The newspaper insisted it was an innocent spellcheck problem, but Spicer was not amused, according to accounts by the Washington Post and the Daily Mail, a British tabloid.
Spicer back then sounded pretty much like Spicer today:
“Maybe I am not all that familiar with the production of a ‘newspaper,’ but I am really not sure how this can be explained as unintentional,” he wrote at the time,” blasting the paper for “the weekly habit of misspellings, misquotes, and half-truths. . . . Maybe they should start to write and report like professionals.”
Rule 4: Take responsibility when you screw up — you will be rewarded. (Unless you are the newspaper in Sphinctergate. Spicer filed a complaint against the paper with the school, according to the Daily Mail.)

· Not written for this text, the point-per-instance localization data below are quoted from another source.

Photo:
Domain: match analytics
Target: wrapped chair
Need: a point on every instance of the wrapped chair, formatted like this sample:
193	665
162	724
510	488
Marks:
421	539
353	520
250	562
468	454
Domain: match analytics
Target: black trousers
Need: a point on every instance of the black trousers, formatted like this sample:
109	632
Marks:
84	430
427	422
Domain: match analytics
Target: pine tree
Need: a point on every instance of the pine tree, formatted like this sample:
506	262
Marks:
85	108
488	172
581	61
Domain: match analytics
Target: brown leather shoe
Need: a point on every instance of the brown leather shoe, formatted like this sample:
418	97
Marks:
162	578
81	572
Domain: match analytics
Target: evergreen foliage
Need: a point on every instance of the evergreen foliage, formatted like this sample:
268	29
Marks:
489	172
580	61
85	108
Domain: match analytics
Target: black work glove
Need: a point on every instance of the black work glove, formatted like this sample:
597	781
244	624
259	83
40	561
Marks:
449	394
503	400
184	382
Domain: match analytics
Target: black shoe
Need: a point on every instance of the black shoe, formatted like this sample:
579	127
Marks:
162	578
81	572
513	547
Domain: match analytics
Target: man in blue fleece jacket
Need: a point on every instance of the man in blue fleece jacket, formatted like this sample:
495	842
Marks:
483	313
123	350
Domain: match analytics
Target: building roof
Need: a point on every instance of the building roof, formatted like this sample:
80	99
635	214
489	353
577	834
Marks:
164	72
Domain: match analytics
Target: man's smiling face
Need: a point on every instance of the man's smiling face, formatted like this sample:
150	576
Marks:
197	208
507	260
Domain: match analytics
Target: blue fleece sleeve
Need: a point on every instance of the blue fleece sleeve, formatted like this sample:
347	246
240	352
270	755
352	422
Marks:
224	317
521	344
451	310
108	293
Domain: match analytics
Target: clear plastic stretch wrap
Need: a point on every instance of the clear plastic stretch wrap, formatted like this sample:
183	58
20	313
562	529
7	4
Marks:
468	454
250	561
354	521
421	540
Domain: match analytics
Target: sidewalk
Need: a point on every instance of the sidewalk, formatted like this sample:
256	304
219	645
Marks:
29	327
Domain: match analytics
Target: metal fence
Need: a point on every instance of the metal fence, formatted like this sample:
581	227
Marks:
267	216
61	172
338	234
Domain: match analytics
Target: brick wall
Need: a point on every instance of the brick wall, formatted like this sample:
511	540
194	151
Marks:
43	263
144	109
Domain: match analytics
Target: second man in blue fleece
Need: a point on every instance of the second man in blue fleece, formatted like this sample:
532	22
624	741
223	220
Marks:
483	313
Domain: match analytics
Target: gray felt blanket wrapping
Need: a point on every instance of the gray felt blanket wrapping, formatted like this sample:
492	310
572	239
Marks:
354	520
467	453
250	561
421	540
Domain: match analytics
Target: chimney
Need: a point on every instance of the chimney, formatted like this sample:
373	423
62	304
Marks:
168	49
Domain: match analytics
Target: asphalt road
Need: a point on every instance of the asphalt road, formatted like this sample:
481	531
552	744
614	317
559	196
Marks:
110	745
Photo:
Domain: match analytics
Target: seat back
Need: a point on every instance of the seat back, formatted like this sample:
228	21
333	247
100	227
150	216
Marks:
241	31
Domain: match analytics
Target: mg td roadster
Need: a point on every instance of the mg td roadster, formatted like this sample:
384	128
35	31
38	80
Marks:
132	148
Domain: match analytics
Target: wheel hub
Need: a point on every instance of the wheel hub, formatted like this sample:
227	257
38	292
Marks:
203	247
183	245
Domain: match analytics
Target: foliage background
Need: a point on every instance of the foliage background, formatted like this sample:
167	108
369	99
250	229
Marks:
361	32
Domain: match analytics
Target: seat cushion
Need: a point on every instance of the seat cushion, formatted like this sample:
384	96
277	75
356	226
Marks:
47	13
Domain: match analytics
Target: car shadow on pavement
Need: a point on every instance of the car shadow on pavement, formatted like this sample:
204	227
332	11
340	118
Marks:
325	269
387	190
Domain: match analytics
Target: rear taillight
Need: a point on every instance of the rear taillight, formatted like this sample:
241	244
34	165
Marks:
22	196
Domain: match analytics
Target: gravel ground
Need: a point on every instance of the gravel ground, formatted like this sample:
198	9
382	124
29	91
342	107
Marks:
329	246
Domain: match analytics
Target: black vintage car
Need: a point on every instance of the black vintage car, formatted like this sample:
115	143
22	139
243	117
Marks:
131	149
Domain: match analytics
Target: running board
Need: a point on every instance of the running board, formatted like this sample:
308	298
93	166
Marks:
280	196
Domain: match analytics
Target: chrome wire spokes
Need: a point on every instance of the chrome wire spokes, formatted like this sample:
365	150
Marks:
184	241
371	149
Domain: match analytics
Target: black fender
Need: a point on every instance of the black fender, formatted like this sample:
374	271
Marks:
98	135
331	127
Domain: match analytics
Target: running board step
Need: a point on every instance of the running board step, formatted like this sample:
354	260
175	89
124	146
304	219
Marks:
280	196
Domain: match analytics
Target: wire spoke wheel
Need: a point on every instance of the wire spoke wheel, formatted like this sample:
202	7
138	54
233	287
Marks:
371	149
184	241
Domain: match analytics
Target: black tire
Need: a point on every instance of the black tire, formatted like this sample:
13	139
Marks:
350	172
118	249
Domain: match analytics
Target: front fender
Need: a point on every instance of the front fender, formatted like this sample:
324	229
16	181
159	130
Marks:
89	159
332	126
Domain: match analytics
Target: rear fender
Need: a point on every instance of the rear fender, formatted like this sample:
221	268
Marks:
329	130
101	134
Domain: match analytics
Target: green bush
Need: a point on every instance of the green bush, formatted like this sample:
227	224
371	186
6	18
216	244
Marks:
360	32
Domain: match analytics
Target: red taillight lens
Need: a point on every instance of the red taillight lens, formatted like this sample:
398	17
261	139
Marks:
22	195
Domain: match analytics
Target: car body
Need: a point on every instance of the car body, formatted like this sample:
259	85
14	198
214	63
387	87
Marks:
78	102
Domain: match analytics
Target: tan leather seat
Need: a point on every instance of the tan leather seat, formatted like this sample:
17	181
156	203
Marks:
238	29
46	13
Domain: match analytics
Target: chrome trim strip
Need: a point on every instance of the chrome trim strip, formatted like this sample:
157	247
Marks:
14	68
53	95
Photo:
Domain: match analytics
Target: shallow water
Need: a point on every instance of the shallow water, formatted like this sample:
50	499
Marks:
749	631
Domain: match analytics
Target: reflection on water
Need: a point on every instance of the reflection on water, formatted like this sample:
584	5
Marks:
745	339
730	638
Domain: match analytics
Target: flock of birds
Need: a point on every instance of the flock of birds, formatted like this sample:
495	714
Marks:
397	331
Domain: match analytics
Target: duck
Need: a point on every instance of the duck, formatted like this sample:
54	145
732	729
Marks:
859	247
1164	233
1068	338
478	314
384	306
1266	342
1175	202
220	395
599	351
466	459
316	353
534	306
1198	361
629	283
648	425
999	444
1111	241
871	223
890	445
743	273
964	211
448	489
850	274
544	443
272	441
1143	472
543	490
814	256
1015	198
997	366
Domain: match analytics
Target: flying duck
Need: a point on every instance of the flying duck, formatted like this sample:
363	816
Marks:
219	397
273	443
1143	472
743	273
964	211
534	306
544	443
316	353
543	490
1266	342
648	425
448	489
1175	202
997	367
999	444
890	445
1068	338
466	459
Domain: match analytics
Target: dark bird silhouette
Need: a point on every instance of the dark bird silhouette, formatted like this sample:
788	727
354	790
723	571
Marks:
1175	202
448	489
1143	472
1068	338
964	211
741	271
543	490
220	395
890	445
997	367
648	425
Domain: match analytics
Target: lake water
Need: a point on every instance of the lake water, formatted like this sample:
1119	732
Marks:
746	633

In another chapter of his story, Spicer told Portsmouth students that he was once just a young guy coaching a sailing team at a Connecticut yacht club, with big dreams of getting a political job in Washington.
And wouldn’t you know it, one of his students was the daughter of a “muckety-muck” in D.C., and she arranged for the young Spicer to meet her father. They lunched at a fancy restaurant on K Street, along a block crowded with some of the nation’s most powerful lobbying firms.
“The relationships that you make . . . make a huge difference in your ability to get forward,” Spicer told the students.
Rule 15: It’s true — it is who you know.